Today, poor diets dominated by highly processed items contribute to preventable illness and death at levels comparable to tobacco-related harms. The food industry often formulates and markets these products to be intensely rewarding and difficult to resist, the researchers noted.

“We need to shift how we think about many highly processed foods — not merely as food, but as highly refined products with potential for addiction,” DiFeliceantonio said.

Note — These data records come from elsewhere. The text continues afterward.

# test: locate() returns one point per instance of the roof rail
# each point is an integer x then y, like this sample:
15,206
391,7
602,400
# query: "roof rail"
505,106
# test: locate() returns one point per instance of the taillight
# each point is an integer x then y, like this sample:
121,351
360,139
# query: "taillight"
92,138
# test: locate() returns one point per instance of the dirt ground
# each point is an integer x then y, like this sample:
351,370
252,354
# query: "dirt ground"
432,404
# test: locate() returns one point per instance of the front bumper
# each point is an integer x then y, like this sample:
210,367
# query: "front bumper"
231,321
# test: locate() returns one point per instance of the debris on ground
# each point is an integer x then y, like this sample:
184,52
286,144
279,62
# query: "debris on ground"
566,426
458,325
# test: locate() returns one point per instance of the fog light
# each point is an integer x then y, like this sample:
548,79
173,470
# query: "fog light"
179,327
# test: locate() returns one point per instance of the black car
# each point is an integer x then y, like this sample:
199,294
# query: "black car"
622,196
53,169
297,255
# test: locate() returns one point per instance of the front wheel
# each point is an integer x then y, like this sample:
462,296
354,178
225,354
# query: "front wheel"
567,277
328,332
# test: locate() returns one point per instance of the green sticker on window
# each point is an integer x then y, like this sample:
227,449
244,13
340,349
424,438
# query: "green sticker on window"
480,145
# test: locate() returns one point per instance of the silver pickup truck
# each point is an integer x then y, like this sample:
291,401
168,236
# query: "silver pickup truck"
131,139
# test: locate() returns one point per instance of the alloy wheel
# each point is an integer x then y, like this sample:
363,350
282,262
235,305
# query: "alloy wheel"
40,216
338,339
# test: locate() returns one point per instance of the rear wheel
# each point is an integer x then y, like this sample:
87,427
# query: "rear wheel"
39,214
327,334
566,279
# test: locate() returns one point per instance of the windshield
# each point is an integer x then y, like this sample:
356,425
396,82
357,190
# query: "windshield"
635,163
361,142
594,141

About this food and addiction research news

Author: Press Office
Source: University of Michigan
Contact: Press Office – University of Michigan
Image: The image is in the public domain

Original Research: Open access.
“Highly processed foods can be considered addictive substances based on established scientific criteria” by Ashley N. Gearhardt et al., Addiction


Abstract

Highly processed foods can be considered addictive substances based on established scientific criteria

Background

There is growing evidence for an addictive-eating phenotype, but debate has persisted about whether highly processed foods (HPFs)—those high in refined carbohydrates and/or added fats—are truly addictive. The lack of clear, science-based criteria to evaluate addictiveness has been a major barrier to resolving this question.

Analysis

The most recent scientific reassessment of addiction criteria focused on tobacco. The 1988 Surgeon General’s report identified three core indicators of tobacco’s addictive nature: (1) the capacity to produce highly controlled or compulsive use, (2) psychoactive effects mediated by the brain, and (3) reinforcement of behavior. Subsequent research added a fourth criterion: the capacity to elicit intense urges or craving. The authors argue that these four criteria form a robust, scientifically grounded framework for assessing addictive potential. They then review existing evidence regarding whether HPFs meet each benchmark.

Conclusion

Applying the standards developed for tobacco products, the analysis concludes that many highly processed foods meet the criteria to be considered addictive substances. Recognizing the addictive properties of HPFs could help explain the large public health costs associated with a food environment dominated by inexpensive, widely available and aggressively marketed highly processed products and may inform future public health strategies.